Sarah Lavin: Limerick hurling success shows funding works

“If you look at any sport – Formula 1, football teams, Dublin football or Limerick hurling – the more funding a sport gets, obviously success becomes easier to achieve.” 
Sarah Lavin: Limerick hurling success shows funding works

1 June 2022; World indoor 60m hurdles finalist Sarah Lavin was on hand to launch the 150th edition of the Irish Life Health National Track and Field Championships which will take place in Morton Stadium on June 25th and 26th 2022. For more information on the Irish Life Health Track and Field Championships please visit www.athleticsireland.ie. Photo by Sam Barnes/Sportsfile

When it comes to funding, Sarah Lavin is not one to waste her time or energy complaining about what the situation in Irish athletics should be. All the same, the Tokyo Olympian knows the relationship that exists between money and medals, and if there’s an area she’d like to see improved it’s the way Irish coaches are compensated.

For the past 20 years, the sprint hurdler from Limerick has been guided by Noelle Morrissey, who juggles full-time work with family life and copious hours of coaching each week at Emerald AC. Due to Lavin’s breakthrough season last year, when she became the second Irishwoman in history to break 13 seconds for 100m hurdles, international-level funding of €18,000 will come her way via Sport Ireland’s International Carding Scheme in 2022, but the 28-year-old can’t help feel such supports should extend to the chief driving force behind her performances.

“For my setup, I’d love for my coach to be funded,” she said. “If you look at any sport – Formula 1, football teams, Dublin football or Limerick hurling – the more funding a sport gets, obviously success becomes easier to achieve.” 

It’s a curious coincidence that the Olympic champion in Lavin’s event, Jasmine Camacho-Quinn, is coached by an Irishman, John Coghlan. Though it says much about the structures at home that Coghlan had to leave his native country to find full-time work as an athletics coach. Either way, the situation doesn’t change Lavin’s mentality, or indeed the professionalism with which she and Morrissey conduct themselves.

“Athletes know what we need to do, we can’t keep giving out about X, Y or Z,” she said. “We have to go and do it. The standard of the sport is constantly improving, it’s harder (to compete at the top level) and it’s up to us as athletes to get better. That’s the business I’m in, getting better, and not giving out.” 

It’s been a remarkable year so far, with Lavin clocking 7.97 to power into the world indoor 60m hurdles final in March, where she finished seventh. Her outdoor season picked up where that left off, Lavin clocking 13.00 in Germany last weekend, the second quickest time of her career.

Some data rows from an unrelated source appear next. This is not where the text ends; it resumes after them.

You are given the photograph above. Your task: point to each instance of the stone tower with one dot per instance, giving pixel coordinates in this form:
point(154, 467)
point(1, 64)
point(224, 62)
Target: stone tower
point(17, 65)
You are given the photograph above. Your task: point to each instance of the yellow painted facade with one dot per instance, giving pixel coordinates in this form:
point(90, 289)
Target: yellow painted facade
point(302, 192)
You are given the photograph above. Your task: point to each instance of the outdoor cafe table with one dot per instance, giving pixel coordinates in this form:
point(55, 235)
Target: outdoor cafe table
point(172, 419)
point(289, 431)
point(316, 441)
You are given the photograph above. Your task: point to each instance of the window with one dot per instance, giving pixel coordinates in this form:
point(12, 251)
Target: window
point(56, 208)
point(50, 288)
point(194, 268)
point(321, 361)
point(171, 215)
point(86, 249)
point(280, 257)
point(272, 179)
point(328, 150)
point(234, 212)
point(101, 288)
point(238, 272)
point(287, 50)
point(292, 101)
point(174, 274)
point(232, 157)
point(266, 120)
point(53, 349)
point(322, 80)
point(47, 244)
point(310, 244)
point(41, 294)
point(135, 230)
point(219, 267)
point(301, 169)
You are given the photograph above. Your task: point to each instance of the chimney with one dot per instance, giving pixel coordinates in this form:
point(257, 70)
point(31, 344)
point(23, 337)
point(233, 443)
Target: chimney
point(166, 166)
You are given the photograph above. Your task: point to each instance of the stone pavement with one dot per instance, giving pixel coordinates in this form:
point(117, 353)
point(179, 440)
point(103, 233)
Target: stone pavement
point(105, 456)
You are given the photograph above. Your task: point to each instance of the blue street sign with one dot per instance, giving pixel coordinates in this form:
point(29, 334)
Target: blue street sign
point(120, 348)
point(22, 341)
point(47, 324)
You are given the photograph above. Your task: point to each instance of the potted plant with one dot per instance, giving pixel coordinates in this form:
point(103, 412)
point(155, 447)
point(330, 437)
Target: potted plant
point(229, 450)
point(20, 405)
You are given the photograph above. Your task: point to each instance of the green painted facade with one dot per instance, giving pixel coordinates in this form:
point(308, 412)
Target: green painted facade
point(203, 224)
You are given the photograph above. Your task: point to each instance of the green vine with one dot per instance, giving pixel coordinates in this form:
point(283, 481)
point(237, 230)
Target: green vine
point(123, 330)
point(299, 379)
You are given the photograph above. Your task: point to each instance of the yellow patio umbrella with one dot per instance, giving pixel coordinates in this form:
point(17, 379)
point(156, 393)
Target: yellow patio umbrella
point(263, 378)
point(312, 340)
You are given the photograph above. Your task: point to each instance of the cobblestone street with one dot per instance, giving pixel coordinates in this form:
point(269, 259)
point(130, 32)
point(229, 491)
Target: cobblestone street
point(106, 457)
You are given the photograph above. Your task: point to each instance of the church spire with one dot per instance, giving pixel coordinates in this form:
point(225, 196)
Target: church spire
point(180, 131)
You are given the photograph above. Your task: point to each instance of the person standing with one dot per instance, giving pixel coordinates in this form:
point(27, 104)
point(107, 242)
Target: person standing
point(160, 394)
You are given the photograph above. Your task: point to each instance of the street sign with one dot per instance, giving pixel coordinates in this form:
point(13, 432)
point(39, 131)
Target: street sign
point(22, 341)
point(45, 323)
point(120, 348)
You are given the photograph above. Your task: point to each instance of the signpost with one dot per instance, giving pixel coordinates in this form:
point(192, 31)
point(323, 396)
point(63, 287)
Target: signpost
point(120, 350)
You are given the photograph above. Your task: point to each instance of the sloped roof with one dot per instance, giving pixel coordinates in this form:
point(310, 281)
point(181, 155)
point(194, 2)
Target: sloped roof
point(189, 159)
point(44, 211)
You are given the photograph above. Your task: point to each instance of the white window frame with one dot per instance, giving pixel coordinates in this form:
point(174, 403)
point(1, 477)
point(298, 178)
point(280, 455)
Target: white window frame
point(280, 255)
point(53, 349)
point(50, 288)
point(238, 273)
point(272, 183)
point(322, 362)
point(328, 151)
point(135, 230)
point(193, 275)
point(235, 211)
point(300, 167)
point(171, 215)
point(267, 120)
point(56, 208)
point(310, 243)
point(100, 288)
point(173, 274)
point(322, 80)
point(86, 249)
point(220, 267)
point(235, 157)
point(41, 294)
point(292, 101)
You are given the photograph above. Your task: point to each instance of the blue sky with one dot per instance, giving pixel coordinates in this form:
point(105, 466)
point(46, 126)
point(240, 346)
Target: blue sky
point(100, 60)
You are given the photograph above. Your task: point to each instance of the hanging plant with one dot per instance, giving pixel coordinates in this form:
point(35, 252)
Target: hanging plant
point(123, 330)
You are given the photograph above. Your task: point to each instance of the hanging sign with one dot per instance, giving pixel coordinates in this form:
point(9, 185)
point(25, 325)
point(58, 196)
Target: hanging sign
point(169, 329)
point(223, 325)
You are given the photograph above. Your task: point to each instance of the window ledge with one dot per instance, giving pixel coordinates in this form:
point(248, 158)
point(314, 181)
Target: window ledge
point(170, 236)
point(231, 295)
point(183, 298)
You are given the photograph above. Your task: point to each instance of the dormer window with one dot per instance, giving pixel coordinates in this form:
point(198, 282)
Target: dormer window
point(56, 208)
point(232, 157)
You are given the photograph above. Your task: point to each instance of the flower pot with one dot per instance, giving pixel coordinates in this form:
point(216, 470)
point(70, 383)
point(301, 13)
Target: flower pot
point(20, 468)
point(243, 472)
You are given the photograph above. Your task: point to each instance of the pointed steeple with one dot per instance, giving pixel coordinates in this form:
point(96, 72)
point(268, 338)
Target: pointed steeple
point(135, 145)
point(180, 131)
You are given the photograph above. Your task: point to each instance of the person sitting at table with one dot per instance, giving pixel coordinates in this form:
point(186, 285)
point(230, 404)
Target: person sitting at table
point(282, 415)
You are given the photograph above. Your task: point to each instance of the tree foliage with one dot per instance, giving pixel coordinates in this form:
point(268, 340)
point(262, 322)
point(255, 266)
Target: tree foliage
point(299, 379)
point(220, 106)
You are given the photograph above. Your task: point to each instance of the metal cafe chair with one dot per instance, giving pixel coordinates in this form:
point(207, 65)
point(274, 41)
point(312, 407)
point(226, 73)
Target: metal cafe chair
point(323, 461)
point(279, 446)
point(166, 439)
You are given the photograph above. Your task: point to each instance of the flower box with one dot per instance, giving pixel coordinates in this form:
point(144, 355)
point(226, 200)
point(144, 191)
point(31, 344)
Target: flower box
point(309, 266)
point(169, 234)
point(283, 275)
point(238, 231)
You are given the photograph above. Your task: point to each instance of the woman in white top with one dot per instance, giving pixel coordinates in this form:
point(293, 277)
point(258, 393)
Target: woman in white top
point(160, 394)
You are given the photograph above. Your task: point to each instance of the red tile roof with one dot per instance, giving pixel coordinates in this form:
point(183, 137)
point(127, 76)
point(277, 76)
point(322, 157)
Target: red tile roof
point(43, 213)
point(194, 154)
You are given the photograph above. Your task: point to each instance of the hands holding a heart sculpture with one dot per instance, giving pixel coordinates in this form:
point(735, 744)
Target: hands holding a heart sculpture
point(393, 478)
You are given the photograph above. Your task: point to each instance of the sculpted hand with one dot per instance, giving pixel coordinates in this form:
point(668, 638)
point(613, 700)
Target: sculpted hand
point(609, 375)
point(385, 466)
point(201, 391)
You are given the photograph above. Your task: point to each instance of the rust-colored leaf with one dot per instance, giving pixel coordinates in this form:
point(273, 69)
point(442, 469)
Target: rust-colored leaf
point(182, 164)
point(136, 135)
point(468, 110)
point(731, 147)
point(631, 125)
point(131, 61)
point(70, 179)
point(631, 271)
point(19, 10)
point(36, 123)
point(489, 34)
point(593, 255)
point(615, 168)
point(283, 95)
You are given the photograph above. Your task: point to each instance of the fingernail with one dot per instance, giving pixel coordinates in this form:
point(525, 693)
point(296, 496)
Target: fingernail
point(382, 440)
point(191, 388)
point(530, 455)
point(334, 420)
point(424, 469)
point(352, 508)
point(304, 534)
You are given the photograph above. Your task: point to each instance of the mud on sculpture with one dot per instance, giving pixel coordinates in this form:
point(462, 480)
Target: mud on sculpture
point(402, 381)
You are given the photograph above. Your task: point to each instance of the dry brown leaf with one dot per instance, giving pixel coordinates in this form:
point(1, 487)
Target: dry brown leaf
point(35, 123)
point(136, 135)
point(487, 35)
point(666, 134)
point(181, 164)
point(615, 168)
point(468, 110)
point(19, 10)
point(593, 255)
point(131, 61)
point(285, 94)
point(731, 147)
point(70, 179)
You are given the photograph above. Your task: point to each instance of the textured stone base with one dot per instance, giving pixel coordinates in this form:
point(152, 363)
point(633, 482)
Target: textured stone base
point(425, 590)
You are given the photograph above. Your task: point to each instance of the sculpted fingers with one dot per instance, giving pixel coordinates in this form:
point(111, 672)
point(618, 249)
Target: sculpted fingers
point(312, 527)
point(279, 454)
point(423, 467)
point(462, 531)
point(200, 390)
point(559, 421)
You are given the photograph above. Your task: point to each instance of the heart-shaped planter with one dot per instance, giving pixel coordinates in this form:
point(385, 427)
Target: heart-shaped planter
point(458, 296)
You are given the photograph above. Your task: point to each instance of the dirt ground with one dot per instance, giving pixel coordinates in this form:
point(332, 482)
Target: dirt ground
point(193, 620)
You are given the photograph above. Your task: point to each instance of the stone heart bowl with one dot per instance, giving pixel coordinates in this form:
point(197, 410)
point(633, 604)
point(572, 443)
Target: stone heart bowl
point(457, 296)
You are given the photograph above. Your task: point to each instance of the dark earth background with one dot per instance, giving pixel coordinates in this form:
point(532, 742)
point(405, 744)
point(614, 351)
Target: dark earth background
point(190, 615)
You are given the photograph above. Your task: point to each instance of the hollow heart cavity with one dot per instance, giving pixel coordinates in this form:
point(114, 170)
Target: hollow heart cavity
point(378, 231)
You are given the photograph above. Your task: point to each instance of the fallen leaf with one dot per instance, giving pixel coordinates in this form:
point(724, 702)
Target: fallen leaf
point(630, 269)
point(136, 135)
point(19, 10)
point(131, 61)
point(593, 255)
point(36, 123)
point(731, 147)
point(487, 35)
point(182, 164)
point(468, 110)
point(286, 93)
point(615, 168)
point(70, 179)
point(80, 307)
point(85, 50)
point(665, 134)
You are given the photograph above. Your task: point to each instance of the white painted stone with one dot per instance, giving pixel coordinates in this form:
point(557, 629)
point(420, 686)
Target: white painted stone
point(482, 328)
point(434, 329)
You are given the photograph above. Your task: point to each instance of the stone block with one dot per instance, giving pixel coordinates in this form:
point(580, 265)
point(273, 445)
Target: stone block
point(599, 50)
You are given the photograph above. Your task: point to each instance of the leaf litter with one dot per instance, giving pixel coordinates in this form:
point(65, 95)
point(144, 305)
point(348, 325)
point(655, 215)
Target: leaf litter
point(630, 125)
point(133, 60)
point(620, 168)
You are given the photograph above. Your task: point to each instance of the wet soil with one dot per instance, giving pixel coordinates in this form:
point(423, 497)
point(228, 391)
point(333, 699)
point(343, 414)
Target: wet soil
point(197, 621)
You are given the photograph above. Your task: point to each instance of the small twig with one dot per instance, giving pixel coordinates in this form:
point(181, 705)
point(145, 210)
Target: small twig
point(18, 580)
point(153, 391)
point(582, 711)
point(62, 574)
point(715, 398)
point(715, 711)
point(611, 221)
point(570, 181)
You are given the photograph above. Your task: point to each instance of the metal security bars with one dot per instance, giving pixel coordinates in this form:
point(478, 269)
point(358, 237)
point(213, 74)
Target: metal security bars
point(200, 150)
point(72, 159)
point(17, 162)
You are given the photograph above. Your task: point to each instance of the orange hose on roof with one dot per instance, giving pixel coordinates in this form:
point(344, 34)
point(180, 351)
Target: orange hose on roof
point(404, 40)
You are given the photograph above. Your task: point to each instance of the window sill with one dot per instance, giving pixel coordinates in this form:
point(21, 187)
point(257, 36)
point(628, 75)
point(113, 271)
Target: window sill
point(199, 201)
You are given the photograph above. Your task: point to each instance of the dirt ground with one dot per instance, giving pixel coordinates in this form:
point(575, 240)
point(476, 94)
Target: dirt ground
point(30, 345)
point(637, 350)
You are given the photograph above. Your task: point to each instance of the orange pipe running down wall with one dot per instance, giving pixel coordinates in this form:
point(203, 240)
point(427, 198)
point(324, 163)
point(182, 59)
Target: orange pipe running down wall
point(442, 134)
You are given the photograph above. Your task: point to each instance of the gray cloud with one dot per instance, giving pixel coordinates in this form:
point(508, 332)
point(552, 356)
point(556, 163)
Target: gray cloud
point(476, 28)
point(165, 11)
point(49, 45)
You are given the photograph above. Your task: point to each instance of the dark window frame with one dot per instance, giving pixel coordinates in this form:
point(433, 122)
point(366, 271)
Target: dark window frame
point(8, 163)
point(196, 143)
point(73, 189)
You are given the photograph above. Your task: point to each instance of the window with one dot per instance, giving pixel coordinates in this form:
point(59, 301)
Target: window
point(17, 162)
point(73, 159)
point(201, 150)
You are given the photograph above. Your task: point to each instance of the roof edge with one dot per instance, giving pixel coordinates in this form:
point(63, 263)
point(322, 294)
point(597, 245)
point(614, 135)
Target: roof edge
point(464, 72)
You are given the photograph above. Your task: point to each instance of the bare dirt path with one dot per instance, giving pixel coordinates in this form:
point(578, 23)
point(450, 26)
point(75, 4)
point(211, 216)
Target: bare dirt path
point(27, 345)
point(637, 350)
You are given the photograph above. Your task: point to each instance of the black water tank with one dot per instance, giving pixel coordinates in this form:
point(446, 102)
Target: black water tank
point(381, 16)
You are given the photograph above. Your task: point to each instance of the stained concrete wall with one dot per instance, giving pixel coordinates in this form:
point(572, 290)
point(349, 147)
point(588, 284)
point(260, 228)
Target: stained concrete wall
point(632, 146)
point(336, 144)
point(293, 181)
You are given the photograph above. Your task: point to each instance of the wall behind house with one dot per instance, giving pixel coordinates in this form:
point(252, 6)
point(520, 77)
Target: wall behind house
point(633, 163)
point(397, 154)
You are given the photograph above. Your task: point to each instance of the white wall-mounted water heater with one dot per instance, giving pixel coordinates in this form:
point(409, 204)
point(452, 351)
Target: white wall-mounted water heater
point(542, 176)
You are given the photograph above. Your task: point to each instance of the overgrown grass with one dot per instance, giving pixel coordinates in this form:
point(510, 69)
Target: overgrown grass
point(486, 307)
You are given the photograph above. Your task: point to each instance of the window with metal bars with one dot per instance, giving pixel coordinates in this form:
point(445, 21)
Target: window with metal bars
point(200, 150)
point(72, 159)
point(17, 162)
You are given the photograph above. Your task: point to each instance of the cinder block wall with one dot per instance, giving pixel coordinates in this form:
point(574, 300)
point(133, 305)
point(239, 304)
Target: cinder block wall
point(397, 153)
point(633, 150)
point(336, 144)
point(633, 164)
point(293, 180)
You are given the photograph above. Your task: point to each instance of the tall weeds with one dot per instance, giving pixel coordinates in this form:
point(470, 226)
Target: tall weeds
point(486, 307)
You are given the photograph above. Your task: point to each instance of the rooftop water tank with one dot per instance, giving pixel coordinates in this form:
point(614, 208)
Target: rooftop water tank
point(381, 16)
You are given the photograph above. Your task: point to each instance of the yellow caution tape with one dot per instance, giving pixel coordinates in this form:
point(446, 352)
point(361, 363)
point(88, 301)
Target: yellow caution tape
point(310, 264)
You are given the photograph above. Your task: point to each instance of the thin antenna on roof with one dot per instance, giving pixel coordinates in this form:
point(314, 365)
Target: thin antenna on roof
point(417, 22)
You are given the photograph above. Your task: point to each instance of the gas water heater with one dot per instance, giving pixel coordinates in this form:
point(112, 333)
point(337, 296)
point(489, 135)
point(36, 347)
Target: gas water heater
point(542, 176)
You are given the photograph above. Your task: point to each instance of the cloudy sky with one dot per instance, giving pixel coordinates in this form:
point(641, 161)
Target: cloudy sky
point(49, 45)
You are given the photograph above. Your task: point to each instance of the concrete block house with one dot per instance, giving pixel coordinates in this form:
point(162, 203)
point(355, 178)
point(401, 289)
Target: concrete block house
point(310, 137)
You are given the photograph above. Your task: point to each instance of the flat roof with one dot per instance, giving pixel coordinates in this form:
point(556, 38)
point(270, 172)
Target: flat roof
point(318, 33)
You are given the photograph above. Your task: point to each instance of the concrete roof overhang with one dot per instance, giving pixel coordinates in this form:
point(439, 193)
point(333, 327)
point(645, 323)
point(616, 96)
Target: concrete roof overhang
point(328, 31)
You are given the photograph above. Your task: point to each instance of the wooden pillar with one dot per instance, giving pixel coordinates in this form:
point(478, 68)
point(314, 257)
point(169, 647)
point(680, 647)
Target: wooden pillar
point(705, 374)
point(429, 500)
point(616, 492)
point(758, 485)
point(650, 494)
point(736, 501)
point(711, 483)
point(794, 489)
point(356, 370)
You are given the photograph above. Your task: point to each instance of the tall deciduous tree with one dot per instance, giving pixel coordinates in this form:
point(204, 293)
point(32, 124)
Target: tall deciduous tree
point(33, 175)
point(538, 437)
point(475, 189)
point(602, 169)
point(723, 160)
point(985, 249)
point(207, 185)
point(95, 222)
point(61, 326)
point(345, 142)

Her best is the 12.95 she ran in Madrid last summer, which helped secure her a place at the Tokyo Olympics via world rankings. But Lavin’s performance at the Games – seventh in her heat in 13.16 – left a bitter taste.

“It’s still gnawing away. I still can’t believe that that’s what I came out with. But that’s the beauty of this year – learning. You can’t make excuses. You don’t want to be a loser; you want to be a winner.” 

The big plus now is that Lavin has accrued such a wealth of ranking points that she doesn’t have to chase around the circuit ahead of next month’s World Championships in Oregon, though she’ll sharpen her fitness with three upcoming races in quick succession: the Continental Tour Gold meetings in Bydgoszcz, Poland, tomorrow and in Hengelo, the Netherlands, on Monday, followed by a silver-level meeting in Samorin, Slovakia next Thursday. 

Her goal for the summer?

“I want to be in the European final, for sure, and once you’re in the final things are up for grabs,” she said. “From a World Championship perspective, I want to get out of the heat and improve. I finished 32nd in the Olympics – I sure as hell want to be better this year.” 

Sarah Lavin was speaking at the launch of the 150th edition of the Irish Life Health National Track and Field Championships, which takes place in Morton Stadium on 25-26 June.